Type 1: Low-cost operators. Large grocery, discount, fast-food, and mall-store chains have made cost-conscious U.S. consumers “kings” in the fast-growing services sector. To keep prices low, managers of these largely domestic companies utilize business models designed to continuously reduce operating costs. In these stores and restaurants—and in the food processing, agriculture, and hospitality industries—frontline employees are paid close to minimum wage, get few benefits, have no job security or career paths, and receive little training for their simple tasks. The number of jobs in this sector is growing, and openings attract workers who are less educated, immigrant, retired, and young, as well as those needing second jobs because income from their primary employment is insufficient. Significantly, managers and skilled specialists at the top of these same companies tend to be paid well and enjoy good benefits and working conditions and attractive career paths. 

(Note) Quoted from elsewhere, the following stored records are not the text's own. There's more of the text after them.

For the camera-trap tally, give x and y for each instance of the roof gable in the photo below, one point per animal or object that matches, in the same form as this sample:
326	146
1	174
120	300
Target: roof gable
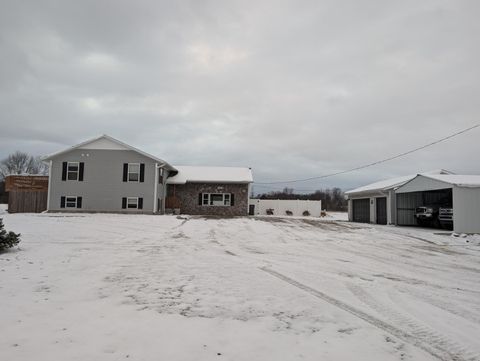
393	183
105	142
190	174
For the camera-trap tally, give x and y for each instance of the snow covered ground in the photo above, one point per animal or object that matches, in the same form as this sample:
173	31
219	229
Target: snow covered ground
114	287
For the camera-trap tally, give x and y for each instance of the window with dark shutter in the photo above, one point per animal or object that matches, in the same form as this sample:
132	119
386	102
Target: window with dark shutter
125	171
142	172
64	171
80	172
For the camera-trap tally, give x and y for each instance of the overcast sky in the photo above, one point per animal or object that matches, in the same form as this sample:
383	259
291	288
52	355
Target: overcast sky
293	89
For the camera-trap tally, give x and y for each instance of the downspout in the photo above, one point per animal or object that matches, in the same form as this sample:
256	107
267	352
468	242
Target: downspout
164	190
155	190
49	184
155	202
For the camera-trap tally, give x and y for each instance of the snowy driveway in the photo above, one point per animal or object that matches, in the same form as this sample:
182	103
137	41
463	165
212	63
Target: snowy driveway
114	287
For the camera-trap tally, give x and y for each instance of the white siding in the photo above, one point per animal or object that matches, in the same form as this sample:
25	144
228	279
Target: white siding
466	210
297	207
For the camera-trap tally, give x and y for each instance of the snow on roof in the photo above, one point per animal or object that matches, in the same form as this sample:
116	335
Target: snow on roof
393	182
211	175
110	139
470	181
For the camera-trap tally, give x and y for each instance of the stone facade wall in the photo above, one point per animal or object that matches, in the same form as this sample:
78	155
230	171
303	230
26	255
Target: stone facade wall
188	196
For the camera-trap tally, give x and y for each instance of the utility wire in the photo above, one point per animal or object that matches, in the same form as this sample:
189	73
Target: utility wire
377	162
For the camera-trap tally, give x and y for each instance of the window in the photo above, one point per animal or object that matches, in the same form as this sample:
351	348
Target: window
132	202
216	199
71	202
73	170
133	172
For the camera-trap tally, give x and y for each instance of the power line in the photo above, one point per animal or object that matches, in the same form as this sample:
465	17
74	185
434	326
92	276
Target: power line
377	162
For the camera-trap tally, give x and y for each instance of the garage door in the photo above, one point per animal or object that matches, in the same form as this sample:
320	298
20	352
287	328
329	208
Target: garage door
361	210
381	204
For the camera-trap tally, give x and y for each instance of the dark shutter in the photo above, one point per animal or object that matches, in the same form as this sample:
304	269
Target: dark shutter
142	172
125	171
64	171
80	172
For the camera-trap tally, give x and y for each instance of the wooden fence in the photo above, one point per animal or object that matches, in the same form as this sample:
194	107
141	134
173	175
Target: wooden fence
26	193
27	201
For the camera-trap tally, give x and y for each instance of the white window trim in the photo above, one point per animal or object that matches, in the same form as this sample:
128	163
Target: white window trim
78	171
128	173
208	199
66	201
136	199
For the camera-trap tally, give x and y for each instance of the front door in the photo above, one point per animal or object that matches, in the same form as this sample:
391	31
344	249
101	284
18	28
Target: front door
381	210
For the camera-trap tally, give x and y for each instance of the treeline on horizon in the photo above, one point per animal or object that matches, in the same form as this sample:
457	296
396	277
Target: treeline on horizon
332	199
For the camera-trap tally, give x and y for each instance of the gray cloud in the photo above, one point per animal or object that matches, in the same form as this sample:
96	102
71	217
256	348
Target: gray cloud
292	89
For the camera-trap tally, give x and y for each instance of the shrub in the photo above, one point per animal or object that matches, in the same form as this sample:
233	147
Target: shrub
7	240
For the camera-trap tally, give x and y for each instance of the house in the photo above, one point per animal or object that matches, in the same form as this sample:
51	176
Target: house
107	175
395	201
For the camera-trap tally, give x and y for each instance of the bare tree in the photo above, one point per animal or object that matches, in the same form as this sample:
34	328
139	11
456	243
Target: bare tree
22	163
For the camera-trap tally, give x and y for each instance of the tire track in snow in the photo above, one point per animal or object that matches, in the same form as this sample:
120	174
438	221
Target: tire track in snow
415	328
422	339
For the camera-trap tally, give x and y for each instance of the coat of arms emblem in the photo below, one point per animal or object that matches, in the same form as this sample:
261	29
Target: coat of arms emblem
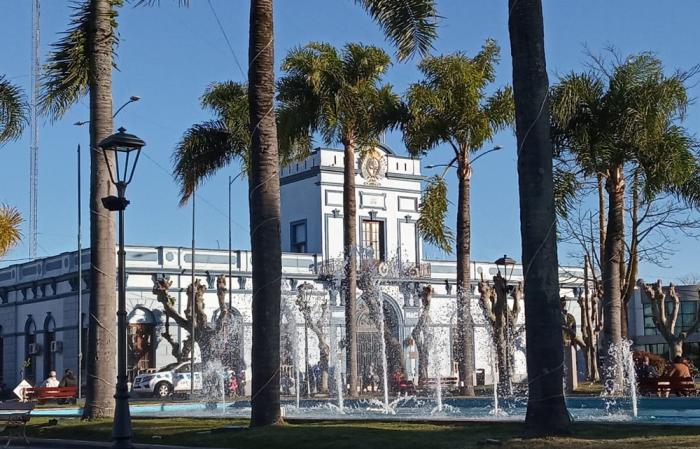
373	167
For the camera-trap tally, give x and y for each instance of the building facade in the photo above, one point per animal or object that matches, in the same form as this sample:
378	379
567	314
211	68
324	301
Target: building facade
40	311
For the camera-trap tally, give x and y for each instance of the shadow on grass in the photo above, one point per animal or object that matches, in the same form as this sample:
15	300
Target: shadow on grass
369	434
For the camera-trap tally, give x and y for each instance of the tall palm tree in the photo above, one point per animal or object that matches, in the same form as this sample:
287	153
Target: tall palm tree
264	199
206	147
340	97
211	145
10	221
411	26
81	63
13	118
13	111
623	123
451	107
546	409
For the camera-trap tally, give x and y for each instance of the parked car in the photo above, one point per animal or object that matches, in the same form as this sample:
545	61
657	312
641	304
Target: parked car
166	380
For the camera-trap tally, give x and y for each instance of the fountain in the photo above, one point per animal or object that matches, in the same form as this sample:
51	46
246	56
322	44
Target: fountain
621	377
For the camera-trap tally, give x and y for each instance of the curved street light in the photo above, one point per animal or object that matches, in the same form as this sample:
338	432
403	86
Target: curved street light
125	149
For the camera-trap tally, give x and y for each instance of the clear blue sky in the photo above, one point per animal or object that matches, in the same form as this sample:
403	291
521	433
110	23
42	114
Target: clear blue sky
168	55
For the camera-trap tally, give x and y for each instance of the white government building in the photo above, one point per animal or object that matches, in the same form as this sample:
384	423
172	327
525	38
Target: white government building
39	299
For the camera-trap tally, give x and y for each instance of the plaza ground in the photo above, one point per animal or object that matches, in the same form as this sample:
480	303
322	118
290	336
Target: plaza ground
229	433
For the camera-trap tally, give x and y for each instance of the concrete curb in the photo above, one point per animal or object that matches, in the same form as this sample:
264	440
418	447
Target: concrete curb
81	444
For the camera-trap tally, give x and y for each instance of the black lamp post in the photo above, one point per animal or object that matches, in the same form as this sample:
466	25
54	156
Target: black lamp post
126	149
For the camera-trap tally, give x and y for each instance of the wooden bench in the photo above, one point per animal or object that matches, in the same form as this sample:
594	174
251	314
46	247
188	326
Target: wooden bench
14	417
444	382
664	386
43	394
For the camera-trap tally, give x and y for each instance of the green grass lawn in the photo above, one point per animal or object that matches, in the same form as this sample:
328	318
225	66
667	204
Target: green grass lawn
360	435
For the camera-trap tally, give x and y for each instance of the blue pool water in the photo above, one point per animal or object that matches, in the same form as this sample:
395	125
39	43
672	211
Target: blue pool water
683	411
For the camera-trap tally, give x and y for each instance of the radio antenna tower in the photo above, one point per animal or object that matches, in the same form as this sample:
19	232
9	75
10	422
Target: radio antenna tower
34	144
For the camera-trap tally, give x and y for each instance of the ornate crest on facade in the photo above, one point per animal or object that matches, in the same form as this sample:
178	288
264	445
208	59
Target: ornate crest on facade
373	167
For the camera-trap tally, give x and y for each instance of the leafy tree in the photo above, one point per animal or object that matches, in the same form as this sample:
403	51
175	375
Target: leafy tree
621	123
10	221
13	118
340	96
450	106
211	145
546	409
13	111
81	63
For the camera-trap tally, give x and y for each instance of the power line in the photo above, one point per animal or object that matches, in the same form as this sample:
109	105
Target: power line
201	198
228	42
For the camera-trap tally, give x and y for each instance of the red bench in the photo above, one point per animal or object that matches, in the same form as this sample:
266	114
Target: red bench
664	386
43	394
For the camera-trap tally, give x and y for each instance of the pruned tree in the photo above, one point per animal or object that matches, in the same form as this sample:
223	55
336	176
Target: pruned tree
454	107
621	123
590	304
666	320
318	322
502	320
422	334
212	338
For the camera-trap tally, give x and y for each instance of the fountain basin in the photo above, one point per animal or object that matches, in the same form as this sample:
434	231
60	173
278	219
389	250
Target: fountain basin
677	411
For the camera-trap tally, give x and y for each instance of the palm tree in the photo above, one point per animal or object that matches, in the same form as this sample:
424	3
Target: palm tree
81	63
622	124
13	111
10	221
411	26
206	147
13	117
451	107
340	97
546	409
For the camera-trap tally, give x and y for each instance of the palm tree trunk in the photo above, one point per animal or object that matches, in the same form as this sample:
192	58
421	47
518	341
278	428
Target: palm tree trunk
633	265
601	218
349	243
465	325
101	364
546	409
614	247
265	238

Type 2: Global competitors. These corporations, from the information, telecommunications, pharmaceutical, media, and entertainment industries, compete internationally in terms of products, technology, and skills—moving products, operations, and jobs quickly and frequently across borders. They offer little employment stability, increasingly employing contingent workers (contractors and part-timers) and frequently outsourcing and offshoring work. However, their permanent, full-time employees (typically executives and those with critical skills) enjoy both security and compensation that matches those atop low-cost operators. Yet, global competitors create few new “good” jobs; instead, they emphasize the “new employment contract”—the understanding that your job is secure only for as long as you are highly productive and have skills the company needs in the location where they’re needed (and you are responsible for your own skill and career development).

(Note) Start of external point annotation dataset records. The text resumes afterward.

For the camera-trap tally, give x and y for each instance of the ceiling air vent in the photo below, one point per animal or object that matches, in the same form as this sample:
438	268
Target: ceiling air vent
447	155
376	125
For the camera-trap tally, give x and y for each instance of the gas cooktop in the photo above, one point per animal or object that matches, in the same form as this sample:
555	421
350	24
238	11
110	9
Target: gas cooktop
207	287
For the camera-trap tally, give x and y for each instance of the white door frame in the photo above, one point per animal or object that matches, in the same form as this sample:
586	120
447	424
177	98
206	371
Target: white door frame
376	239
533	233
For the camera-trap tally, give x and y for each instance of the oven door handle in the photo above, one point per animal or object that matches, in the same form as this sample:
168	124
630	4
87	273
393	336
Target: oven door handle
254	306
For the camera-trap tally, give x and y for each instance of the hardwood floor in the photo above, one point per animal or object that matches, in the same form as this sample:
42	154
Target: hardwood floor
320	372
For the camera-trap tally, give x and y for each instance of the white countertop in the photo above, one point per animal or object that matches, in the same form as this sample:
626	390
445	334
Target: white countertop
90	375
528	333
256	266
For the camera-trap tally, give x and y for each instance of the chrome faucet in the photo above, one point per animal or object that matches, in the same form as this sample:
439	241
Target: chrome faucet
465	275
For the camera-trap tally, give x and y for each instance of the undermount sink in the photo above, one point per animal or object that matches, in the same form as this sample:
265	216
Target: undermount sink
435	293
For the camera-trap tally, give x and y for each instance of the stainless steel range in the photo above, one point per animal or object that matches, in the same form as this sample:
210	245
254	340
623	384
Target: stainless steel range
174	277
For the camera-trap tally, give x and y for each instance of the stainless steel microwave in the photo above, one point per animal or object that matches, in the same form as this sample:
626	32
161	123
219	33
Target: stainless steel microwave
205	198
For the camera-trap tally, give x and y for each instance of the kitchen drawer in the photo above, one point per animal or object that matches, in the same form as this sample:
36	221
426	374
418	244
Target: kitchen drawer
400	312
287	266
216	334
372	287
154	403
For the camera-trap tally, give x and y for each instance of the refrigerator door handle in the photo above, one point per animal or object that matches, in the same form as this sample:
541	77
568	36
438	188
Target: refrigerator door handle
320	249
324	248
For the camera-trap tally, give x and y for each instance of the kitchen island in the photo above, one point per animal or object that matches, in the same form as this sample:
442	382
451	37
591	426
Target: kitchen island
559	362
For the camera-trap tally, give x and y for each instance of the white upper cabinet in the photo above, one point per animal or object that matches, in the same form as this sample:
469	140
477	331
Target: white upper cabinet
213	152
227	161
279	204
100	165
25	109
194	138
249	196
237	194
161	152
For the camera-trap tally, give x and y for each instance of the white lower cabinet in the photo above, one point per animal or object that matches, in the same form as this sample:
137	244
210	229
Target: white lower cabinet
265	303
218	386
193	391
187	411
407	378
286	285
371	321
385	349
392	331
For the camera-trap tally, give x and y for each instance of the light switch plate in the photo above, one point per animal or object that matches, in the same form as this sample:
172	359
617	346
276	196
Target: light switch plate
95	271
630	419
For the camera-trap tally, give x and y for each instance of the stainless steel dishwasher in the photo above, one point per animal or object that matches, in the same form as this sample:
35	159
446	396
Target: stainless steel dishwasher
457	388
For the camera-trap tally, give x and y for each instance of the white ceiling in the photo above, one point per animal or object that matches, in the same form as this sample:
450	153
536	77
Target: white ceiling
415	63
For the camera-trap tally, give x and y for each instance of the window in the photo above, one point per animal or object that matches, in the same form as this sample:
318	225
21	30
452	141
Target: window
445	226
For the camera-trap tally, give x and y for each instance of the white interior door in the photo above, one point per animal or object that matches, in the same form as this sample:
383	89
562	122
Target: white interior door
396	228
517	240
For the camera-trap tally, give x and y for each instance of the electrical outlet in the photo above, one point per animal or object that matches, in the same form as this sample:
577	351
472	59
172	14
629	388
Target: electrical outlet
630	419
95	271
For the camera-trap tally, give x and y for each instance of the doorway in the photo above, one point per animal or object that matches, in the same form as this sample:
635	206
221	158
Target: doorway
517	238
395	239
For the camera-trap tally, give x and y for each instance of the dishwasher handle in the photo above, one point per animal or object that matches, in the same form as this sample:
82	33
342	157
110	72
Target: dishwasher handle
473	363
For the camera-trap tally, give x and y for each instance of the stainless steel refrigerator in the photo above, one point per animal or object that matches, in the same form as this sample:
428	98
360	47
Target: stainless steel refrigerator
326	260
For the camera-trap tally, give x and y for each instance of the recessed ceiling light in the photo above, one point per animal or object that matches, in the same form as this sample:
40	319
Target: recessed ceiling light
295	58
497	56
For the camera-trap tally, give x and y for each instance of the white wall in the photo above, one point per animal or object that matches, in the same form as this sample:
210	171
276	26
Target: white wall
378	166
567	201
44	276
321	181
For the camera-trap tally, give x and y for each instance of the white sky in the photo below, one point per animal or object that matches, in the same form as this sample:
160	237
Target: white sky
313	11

Type 3: High-involvement companies. Although their number is relatively small, these companies are found in most industries. Offering challenging jobs, a say in management, commitment to low turnover, and extensive training, they promote mostly from within and feature clear career paths. Employees typically are salaried, participate in company stock ownership, productivity gains, and profits, and enjoy top benefits. (See my earlier post about the Lincoln Electric Company.) The ratio between the highest and average compensation in these companies is much smaller than in the other company types. 

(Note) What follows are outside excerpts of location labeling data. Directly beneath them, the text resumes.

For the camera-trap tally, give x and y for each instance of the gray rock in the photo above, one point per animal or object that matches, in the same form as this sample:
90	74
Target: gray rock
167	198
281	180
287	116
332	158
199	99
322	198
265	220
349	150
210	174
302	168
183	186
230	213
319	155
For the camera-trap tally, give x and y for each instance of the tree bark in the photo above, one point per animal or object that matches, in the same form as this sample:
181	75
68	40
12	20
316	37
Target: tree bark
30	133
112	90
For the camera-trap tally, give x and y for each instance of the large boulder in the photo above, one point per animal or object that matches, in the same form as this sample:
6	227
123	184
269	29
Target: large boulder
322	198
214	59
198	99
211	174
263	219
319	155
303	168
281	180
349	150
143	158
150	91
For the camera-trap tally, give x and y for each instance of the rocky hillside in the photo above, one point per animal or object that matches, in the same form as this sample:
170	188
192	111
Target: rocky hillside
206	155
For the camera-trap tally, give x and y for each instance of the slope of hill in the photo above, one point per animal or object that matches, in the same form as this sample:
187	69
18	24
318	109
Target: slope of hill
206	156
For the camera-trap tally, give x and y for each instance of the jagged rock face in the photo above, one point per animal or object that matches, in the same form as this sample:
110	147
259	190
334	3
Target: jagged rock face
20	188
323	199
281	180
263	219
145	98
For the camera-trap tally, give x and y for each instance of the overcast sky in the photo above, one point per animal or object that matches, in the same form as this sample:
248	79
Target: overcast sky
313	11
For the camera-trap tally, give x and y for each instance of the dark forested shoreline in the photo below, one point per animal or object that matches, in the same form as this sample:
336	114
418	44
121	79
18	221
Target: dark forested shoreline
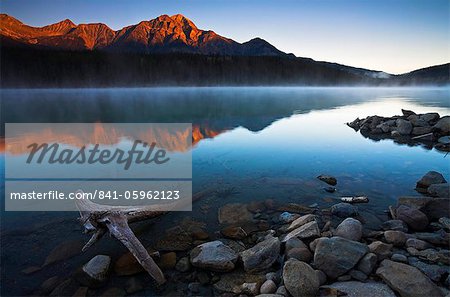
38	68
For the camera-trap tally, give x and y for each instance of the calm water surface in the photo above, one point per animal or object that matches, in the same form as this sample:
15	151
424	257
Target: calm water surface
261	142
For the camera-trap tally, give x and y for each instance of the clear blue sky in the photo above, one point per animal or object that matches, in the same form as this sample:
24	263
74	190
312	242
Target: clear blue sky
395	36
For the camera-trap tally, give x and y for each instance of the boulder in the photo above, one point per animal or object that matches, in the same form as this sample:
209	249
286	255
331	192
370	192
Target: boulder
350	228
214	256
406	280
431	177
381	249
300	279
404	127
308	230
367	263
344	210
443	125
414	218
97	268
396	225
336	255
358	289
397	238
262	255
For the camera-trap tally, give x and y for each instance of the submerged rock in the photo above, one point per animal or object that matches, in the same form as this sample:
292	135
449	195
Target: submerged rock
214	256
358	289
335	256
262	255
300	279
328	179
344	210
406	280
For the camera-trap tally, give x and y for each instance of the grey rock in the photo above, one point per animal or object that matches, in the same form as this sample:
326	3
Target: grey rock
431	177
439	190
262	255
417	244
359	289
396	225
443	125
399	258
214	256
433	271
335	256
367	263
350	228
381	249
268	287
97	268
404	127
414	218
183	265
397	238
300	279
344	210
406	280
358	275
308	230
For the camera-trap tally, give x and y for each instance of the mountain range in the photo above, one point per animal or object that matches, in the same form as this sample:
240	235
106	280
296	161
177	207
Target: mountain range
200	57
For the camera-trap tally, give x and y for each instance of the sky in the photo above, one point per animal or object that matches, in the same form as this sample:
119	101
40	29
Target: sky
395	36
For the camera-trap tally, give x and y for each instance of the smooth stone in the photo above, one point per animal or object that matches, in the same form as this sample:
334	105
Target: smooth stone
360	289
301	221
328	179
358	275
268	287
431	177
234	213
301	254
367	263
433	271
183	265
300	279
406	280
439	190
381	249
395	225
262	255
335	256
414	218
350	229
417	244
307	230
404	127
234	232
214	256
344	210
97	268
399	258
397	238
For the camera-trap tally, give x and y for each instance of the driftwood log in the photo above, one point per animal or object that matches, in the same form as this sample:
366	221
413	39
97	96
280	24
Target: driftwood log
98	219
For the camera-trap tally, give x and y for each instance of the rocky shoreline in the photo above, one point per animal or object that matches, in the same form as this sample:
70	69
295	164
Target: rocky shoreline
429	129
268	249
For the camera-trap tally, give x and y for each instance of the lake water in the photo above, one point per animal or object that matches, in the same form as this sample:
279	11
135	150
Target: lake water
259	143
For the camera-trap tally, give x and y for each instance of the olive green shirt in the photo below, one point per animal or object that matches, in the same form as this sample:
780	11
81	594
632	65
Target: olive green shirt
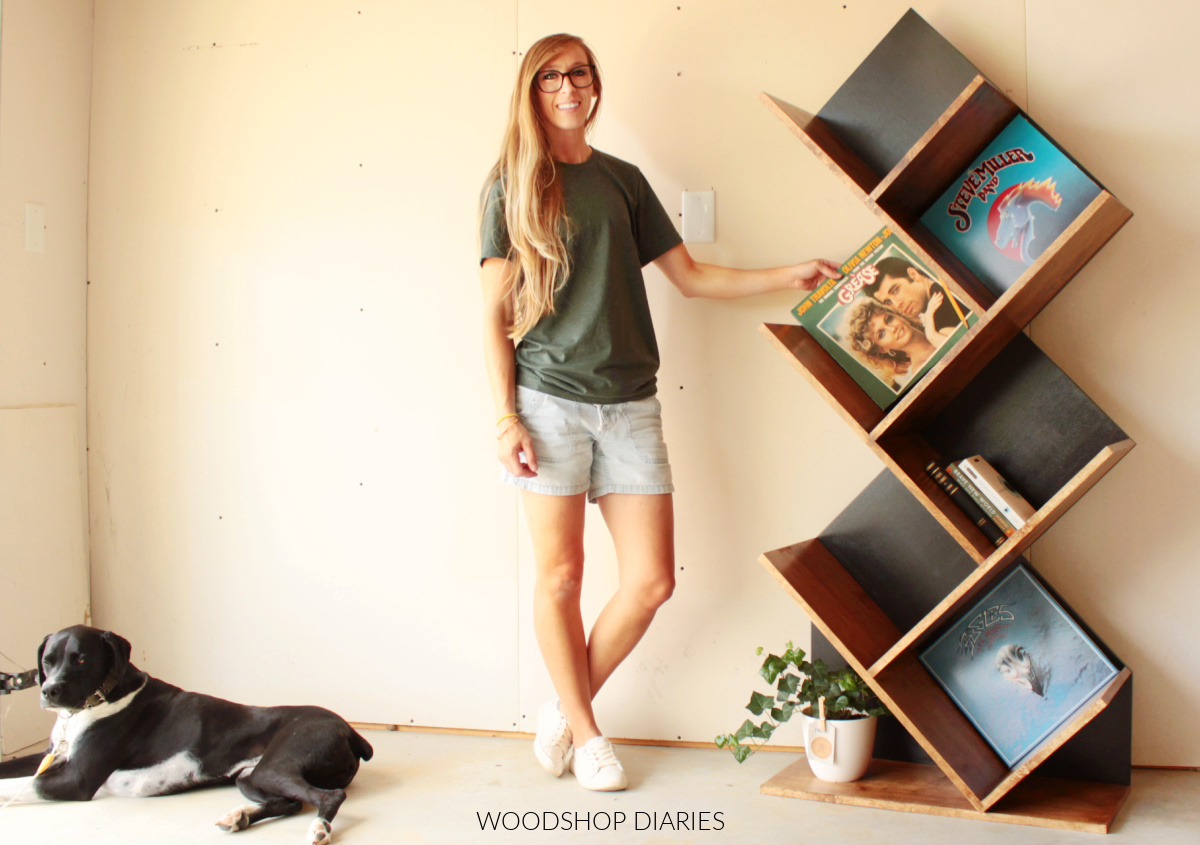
598	346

In sum, the three types of organizations manifest quite different employment outcomes. Type 3s are most likely to offer job security, but they don’t create jobs as quickly as 1s, nor do they grow as fast as 2s. Types 1 and 2 tend to produce impressive spikes in short-term profit; Type 3s are more likely to be “built to last.” Type 3 companies (such as Starbucks, Whole Foods, Trader Joe’s, and Costco) compete successfully against 1s, while, paradoxically, paying their employees more. The reason: Productivity is much higher in the former because of greater value that their employees add.

Thus, it is neither appropriate nor desirable to create public policies that treat business as a monolith. Instead, we need a diverse set of policies that encourage greater job creation among Types 2 and 3, provide incentives for Types 2s to increase domestic employment, and spur Types 1 and 2 to incorporate more employment characteristics of Type 3s (as Type 2s Southwest Airlines and Google currently do). It won’t be easy: When Lawler and I spoke with executives at the three types of companies, we discovered they frequently differed in terms of their personal motivations and didn’t share common views about the basic purpose of a “business” enterprise. Hence, little is likely to change until we all break the habit of overgeneralizing and adopt more nuanced, effective modes of analysis.

James O'Toole

James O’Toole is director of the Neely Center for Ethical Leadership at the University of Southern California’s Marshall School of Business.